La clé de la réussite de ce projet réside dans l'entente cordiale entre les acteurs économiques du territoire. Car il a fallu pousser les murs, faire de la place et inciter les entreprises présentes sur l'emprise à se déplacer. C'est le cas de la Quincaillerie beauceronne ou du japonais Asahi Diamond (spécialiste de la découpe de matériaux durs) qui était sur le point de fermer et a saisi l'opportunité pour se relancer dans un site flambant neuf situé à quelques centaines de mètres de là. Ou encore de Puig, emblème de la Cosmetic Valley, qui fabrique notamment les parfums de Paco Rabane. L'entreprise espagnole, qui loue les relations étroites nouées avec les autorités locales au fil du temps, va se déplacer dans le "jardin d'entreprises", la zone d'activités de 260 hectares située un peu plus à l'est de l'agglomération, à cheval sur Nogent-le-Phaye et Gellainville, qui concentre déjà quelque 8.000 emplois. L'opération déjà programmée a surtout connu un coup d'accélérateur. La signature officielle doit avoir lieu cette semaine. "Il faut se féliciter de l'écoute qu'ont eue les entreprises", se réjouit Didier Garnier, vice-président délégué de Chartres métropole, qui reconnaît que "ça a discuté gros sous". 

Attractivité

De son côté, la métropole n'a pas lésiné sur les moyens pour rendre le territoire attractif. En septembre 2025, une des lignes du nouveau bus à haut niveau de service (BHNS) reliera la gare et l'hôpital de Chartres en desservant l'usine de Novo Nordisk. Par ailleurs, une centrale de cogénération biomasse alimente un réseau de chaleur et produit de l'électricité redistribuée au réseau local. 

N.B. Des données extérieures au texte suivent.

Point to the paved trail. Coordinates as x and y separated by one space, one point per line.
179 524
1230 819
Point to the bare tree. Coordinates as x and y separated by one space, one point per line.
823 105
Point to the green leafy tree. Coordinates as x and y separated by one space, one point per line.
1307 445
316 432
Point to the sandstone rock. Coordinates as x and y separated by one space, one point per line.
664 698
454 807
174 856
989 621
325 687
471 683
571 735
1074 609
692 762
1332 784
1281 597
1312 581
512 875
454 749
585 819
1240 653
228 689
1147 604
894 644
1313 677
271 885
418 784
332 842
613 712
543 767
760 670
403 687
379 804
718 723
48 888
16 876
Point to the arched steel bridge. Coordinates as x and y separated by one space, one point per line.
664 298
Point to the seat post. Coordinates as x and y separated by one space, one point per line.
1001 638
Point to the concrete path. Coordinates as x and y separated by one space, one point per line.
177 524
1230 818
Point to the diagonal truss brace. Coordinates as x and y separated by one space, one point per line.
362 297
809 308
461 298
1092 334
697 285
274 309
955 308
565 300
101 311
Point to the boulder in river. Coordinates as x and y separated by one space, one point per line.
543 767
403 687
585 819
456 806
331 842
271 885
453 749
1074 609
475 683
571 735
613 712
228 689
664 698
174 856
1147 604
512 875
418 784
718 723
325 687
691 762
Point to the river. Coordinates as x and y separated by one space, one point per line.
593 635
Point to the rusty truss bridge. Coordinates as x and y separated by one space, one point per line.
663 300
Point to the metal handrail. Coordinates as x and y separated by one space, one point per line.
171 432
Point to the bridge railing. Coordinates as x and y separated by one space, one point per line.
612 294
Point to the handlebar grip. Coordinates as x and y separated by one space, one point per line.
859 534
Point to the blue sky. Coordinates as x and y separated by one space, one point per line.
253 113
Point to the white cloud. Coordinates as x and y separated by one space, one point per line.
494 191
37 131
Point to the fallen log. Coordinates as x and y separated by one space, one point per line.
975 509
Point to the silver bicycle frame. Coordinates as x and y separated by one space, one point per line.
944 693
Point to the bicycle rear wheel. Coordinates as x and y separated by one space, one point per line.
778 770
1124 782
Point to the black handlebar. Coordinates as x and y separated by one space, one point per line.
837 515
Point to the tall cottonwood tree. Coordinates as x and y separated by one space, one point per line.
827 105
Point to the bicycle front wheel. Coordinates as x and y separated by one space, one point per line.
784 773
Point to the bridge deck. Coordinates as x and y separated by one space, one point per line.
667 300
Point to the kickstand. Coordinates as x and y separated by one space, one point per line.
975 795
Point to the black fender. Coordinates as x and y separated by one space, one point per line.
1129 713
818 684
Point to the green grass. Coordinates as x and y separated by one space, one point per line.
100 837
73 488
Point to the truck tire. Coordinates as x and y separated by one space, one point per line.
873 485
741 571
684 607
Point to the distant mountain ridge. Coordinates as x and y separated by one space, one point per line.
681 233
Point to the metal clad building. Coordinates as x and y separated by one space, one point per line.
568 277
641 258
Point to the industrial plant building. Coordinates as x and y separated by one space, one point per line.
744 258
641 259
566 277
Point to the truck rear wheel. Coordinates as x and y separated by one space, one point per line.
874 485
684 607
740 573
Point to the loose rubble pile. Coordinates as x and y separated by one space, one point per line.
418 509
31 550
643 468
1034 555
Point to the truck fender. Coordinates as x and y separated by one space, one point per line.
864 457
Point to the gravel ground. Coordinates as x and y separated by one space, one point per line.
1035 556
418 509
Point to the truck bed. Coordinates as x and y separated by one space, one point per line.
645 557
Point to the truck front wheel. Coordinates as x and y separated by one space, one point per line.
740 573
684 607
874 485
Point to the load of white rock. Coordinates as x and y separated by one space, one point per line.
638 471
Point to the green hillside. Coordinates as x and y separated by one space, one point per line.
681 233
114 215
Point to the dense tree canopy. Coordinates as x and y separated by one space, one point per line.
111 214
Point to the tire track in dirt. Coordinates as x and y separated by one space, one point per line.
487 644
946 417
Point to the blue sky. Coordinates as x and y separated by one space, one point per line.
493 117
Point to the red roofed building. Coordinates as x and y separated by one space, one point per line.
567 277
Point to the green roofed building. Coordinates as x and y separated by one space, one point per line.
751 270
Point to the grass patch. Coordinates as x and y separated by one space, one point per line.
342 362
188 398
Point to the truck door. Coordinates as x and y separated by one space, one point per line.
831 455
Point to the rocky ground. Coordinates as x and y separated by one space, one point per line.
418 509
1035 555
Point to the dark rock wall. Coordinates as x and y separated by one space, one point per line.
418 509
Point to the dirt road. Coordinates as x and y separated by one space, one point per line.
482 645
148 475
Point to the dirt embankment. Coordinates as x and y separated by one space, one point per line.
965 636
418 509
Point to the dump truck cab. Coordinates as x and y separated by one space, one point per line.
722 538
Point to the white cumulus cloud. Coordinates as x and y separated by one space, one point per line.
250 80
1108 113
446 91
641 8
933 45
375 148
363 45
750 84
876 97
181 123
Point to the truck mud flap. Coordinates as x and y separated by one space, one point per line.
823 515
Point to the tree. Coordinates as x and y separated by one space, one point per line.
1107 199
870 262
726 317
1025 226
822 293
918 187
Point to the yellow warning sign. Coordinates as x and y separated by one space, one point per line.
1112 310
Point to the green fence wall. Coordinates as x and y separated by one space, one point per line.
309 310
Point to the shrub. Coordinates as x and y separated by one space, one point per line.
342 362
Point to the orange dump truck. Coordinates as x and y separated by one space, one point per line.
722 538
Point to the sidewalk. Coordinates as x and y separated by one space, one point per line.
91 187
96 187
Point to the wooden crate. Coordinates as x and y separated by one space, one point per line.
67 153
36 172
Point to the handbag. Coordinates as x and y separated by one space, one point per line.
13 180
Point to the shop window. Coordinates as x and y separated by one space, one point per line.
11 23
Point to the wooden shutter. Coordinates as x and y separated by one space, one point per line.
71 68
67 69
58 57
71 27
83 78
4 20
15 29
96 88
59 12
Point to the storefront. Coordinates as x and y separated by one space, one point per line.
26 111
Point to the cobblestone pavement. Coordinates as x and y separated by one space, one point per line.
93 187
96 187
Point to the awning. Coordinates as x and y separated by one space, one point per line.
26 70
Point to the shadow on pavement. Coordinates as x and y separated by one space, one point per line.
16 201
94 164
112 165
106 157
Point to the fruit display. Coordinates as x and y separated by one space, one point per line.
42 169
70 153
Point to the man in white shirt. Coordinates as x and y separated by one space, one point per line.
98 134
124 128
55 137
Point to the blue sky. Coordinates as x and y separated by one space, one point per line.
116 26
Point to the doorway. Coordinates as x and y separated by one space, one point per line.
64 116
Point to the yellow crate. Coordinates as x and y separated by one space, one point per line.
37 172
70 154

De son côté, Novo Nordisk se veut exemplaire en matière environnementale et promet de baisser sa consommation d'eau et d'atteindre la neutralité carbone d'ici 2030. Elle possède déjà sa propre chaudière biomasse. De quoi séduire les futurs candidats au recrutement. Novo Nordisk va avoir besoin d'opérateurs, de techniciens de maintenance, de coordinateurs qualité, d'ingénieurs, de chefs de projets… Pour l'accompagner, l'agglomération travaille déjà à un campus de formation dédié à la pharmacie et à la cosmétique, les deux filières ayant un tronc commun. Et elle va devoir s'atteler à la question du logement. "Il faut servir la cause des industriels, il va falloir que les communes dans un rayon de 10 km soient en capacité d'accueillir de nombreuses familles", souligne David Garnier. Même si "la loi ZAN vient un peu perturber les choses", glisse-t-il.